CML/AML – “[Igreja de São Sebastião da Pedreira, imagem de Nossa Senhora da Saúde]” (1941), fotografia de Mário Oliveira.

Cota: PT/AMLSB/CMLSBAH/PCSP/004/MAO/000490

Em várias instituições assistenciais encontram-se representações do seu patrono, da sua vida e do seu papel no combate à doença. No Hospital de São José, por exemplo, São João de Deus, protetor dos hospitais, dos doentes e enfermeiros, aparece representando o apoio e a caridade ao doente.

DGPC/SIPA – “Colégio de Santo Antão-o-Novo / Hospital de São José [São João de Deus, painel de azulejos, século XVIII]” (1992).

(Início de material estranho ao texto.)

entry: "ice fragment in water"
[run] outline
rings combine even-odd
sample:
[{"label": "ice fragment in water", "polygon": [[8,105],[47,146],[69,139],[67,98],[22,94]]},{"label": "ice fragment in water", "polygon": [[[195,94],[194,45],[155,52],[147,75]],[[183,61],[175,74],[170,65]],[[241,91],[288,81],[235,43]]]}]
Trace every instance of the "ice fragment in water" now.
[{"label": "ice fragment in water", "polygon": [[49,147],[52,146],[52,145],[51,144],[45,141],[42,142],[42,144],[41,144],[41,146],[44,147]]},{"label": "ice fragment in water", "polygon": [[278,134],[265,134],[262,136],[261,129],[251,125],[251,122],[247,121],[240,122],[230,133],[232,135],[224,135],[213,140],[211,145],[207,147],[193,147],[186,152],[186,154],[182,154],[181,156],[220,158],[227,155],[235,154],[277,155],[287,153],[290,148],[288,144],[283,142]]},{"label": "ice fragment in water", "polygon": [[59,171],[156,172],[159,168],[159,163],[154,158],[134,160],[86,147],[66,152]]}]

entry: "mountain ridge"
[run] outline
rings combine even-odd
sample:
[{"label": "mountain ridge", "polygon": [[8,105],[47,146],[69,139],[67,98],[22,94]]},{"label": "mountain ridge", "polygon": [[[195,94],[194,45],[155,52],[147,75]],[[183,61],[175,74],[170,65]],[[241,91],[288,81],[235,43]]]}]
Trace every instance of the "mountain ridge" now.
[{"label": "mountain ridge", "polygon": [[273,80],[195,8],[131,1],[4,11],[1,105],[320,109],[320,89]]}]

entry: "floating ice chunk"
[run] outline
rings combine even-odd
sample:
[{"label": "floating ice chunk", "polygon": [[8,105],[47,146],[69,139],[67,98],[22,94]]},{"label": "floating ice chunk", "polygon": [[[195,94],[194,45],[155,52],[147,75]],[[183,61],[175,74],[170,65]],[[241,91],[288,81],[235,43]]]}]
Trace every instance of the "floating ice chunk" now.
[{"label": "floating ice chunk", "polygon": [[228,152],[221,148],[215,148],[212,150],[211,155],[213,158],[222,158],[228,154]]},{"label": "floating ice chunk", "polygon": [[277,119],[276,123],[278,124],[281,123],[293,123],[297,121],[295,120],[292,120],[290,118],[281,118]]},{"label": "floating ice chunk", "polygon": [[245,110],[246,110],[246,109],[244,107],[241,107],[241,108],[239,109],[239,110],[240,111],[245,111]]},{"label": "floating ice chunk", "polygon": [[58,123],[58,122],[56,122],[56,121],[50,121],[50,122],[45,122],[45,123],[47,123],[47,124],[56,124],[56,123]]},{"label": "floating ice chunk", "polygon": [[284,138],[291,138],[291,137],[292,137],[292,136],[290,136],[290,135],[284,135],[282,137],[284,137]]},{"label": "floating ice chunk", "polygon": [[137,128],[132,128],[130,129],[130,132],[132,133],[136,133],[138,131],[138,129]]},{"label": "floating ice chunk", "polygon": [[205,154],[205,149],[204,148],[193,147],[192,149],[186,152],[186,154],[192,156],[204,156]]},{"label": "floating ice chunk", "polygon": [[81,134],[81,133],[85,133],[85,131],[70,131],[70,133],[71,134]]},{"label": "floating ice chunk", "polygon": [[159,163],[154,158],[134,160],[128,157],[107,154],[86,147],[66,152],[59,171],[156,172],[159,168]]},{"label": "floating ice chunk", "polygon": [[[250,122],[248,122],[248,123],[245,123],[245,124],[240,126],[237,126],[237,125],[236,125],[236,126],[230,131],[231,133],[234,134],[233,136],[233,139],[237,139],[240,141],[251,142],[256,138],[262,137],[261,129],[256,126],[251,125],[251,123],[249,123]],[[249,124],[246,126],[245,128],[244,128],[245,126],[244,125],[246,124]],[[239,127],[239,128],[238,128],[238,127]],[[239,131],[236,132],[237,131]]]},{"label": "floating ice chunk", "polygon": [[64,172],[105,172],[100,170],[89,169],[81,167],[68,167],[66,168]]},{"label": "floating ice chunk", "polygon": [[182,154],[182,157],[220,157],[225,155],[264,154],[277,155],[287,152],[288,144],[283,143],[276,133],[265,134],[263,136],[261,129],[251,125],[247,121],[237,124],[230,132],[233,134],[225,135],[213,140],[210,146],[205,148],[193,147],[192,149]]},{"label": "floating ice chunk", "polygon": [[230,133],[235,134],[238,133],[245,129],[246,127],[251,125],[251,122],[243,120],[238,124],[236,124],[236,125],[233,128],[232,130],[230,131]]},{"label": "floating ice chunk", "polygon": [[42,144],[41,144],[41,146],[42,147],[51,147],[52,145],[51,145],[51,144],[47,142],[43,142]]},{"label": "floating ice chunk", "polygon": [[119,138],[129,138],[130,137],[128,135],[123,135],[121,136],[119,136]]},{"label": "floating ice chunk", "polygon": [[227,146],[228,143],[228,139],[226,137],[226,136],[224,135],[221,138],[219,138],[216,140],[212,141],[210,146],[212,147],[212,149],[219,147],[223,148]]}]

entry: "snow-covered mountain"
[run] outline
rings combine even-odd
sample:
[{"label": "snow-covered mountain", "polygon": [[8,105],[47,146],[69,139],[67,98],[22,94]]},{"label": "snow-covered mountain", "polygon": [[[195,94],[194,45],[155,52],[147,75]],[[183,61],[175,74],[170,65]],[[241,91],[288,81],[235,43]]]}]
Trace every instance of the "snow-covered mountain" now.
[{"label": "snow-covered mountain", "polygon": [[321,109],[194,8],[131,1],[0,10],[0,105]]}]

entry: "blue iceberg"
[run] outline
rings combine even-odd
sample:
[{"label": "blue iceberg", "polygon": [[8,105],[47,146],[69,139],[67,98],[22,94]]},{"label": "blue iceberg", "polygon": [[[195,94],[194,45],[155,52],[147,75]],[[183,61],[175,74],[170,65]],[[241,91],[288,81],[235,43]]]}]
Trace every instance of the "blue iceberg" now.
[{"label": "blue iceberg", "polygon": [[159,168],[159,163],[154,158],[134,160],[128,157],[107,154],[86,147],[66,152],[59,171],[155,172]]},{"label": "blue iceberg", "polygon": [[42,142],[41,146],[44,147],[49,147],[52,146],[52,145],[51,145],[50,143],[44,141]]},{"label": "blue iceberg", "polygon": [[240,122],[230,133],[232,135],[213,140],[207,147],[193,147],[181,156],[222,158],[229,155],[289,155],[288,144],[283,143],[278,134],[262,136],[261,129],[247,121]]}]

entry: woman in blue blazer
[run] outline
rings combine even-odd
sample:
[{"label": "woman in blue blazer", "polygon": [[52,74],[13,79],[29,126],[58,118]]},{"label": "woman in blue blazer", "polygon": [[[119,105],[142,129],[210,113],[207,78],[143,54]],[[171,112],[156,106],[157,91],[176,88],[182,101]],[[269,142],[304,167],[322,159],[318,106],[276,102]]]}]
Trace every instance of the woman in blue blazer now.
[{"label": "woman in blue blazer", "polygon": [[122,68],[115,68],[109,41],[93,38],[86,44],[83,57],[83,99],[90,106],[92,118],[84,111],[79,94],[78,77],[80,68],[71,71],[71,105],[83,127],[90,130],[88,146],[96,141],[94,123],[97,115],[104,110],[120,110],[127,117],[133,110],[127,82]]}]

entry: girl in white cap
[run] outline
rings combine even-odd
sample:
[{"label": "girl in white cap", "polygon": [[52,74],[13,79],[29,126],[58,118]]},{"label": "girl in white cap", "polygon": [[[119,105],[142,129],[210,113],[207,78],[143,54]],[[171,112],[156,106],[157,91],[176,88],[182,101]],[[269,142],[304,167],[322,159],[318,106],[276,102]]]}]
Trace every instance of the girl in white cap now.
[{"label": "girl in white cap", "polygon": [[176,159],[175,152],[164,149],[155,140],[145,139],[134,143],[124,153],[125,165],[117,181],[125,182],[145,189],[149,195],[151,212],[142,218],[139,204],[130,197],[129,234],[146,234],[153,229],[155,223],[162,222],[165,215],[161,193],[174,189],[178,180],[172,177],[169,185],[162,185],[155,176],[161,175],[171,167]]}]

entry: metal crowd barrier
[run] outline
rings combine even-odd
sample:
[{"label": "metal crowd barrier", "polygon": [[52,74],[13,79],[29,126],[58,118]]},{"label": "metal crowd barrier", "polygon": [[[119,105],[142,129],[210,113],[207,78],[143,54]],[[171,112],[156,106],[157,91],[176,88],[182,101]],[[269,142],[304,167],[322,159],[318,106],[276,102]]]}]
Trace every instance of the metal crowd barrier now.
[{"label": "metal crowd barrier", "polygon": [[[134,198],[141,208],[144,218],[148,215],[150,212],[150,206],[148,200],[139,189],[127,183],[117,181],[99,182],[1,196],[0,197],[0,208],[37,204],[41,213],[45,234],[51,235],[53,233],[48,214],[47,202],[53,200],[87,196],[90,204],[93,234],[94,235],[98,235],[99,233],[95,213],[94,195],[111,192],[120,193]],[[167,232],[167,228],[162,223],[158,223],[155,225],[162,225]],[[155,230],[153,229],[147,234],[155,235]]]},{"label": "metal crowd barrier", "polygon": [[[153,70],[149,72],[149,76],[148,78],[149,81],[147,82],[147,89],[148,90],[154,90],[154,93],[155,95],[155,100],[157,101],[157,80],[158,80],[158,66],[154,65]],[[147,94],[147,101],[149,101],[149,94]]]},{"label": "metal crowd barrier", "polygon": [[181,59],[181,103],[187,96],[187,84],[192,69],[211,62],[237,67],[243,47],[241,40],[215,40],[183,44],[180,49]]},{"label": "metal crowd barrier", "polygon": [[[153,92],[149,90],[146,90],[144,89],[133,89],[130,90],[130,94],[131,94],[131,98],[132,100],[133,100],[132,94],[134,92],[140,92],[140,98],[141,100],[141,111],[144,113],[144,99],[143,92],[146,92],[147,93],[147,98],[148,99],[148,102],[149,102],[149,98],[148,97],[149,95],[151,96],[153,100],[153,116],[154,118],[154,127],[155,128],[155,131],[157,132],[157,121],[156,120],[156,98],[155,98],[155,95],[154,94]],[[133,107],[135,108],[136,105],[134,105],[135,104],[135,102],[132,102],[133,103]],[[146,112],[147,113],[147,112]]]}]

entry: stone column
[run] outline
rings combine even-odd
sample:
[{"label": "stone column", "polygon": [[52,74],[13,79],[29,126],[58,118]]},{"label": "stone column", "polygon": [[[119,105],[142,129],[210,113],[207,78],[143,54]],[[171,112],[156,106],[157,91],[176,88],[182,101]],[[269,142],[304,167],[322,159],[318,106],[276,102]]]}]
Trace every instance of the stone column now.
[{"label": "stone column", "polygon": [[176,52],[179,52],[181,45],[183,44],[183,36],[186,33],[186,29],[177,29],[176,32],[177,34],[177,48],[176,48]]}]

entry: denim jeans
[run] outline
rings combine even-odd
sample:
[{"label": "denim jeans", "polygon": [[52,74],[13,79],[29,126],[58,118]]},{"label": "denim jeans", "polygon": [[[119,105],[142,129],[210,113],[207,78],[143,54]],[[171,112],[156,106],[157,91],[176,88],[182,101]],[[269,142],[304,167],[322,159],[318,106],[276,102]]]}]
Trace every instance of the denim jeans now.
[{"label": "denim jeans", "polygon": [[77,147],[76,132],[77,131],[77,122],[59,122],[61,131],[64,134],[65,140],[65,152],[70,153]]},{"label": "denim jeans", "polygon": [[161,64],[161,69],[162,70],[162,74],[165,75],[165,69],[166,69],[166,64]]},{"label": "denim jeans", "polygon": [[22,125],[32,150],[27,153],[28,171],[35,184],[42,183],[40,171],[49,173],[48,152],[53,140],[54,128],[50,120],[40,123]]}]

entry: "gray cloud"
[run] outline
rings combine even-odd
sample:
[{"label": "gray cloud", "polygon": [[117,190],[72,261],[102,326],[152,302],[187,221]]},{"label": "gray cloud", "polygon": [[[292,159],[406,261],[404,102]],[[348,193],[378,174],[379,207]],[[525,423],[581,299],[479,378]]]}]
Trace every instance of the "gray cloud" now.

Cota do registo: IPA.00004048

Cota da fotografia: SIPA.FOTO.00687064

As instituições assistenciais financiaram a criação de obras artísticas para evidenciar o seu papel no combate à doença. As Misericórdias ornamentaram os seus edifícios com painéis de azulejos, onde se evidenciava, por exemplo, o seu apoio a enfermos, incluindo presos.

FCG/BA – “Igreja da Misericórdia de Arraiolos [Visitar os enfermos e os encarcerados, painel de azulejos, século XVIII”, fotografia de João Miguel dos Santos Simões (1960-1970).